Ford Motor Company is making a global push to reduce the amount of specialised, bespoke racking and packaging that it uses to move components and parts, in favour of more ‘off the shelf’, standard equipment. The carmaker is also looking to take more ownership of containers and racks, rather than using equipment owned by suppliers or third parties.
Speaking at last week’s Automotive Logistics Global conference in Detroit, Ford’s Dan Hettel (pictured), chief engineer for global material flow and packaging engineering, said that, as an engineer, the lack of standards and high variation in packaging equipment across Ford’s operations “drives me nuts”.
“We have too many specially designed containers,” said Hettel, referring to the special equipment that the carmaker designs and purchases to move certain equipment, ranging from accessories to powertrains. “They work great, but we are looking at what we can do to move towards ‘off the shelf’ packages that are lower cost.”
Hettel said that Ford was moving towards a number of strategies to achieve this, including designating a standard packaging type for each commodity. While some part packages will need variation because of local trucking standards, Hettel said that the equipment would be modular and scalable based on different requirements.
In one recent example for trim material, Ford switched from a special rack that was 96 inches (244cm) high to a standard pallet box that was only 34 inches high but improved cube utilisation by 87%.
“We are evaluating every commodity and first looking at whether we can use a standard tote; if we can’t then, we look for a standard pallet box; if that doesn’t work, we look for a standard box with dunnage; and finally, if that wasn’t possible, we look at specialised racks,” said Hettel.
Ford is also adjusting its packaging to improve line-side presentation, including a move towards smaller boxes and kitting. “Kitting is a big initiative as it cleans up the line side, and helps standardise our packaging,” he said.
Michael Silvio, director of supply chain management at tier supplier Cooper Standard, commented that Ford’s move towards kitting and smaller lot packaging was also beneficial to tier suppliers. “Kitting and small containers help the tier ones too since we are making the part,” he said.
Hettel revealed that Ford would like to move towards a model where it owns its standard and specialised packaging. “I don’t own all of the packaging yet, but we are working towards that,” he said. “We want to reduce the new investment and maximise return for our investment dollar. One way to do that is to buy more standardised boxes, then look to bundle together to leverage our scale.”

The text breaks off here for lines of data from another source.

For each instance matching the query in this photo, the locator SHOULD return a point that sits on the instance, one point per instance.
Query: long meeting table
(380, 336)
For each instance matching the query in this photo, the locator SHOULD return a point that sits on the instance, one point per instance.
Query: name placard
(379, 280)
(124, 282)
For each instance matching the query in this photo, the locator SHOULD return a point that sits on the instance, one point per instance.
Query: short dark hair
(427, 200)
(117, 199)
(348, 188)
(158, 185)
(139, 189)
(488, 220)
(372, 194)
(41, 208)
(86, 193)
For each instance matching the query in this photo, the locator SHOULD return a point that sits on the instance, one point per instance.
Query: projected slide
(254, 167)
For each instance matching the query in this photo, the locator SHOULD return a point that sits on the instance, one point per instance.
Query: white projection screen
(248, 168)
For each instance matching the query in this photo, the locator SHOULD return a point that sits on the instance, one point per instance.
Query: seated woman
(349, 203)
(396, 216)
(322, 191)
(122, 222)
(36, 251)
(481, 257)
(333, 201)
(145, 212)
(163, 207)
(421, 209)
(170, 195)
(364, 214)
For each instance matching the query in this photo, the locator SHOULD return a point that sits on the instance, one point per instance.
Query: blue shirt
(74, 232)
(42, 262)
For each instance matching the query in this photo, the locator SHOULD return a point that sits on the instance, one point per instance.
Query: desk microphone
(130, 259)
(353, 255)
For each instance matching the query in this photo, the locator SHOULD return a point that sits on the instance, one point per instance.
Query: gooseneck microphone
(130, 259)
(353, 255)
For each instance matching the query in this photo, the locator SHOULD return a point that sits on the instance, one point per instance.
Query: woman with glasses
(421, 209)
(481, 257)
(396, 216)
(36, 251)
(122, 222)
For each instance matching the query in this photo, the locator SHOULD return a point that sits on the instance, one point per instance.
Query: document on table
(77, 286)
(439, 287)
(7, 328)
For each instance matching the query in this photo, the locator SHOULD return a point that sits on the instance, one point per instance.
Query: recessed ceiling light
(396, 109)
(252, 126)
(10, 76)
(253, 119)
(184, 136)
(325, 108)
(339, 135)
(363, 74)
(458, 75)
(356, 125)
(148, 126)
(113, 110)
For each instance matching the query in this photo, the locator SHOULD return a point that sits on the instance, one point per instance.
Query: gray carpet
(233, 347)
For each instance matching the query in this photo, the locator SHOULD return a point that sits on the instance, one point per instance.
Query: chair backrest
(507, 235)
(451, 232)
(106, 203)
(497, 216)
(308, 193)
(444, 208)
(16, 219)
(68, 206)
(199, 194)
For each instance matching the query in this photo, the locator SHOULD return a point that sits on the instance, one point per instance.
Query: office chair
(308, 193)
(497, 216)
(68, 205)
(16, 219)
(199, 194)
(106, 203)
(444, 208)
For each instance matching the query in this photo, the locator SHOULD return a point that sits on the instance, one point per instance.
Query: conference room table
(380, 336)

This ownership strategy would bring Ford closer in line with General Motors in North America, in which the carmaker owns 99% of its packaging, according to Renee Wawrzynski, director of containerisation North America. Despite this ownership, however, Wawrzynski says that the fast growth of production in North America means that sometimes the carmaker’s packaging assets cannot keep up, and GM has to buy or use overspill expendable packaging and cardboard.
“We don’t want to do that but that is what happens when you can’t keep up with growth,” she said.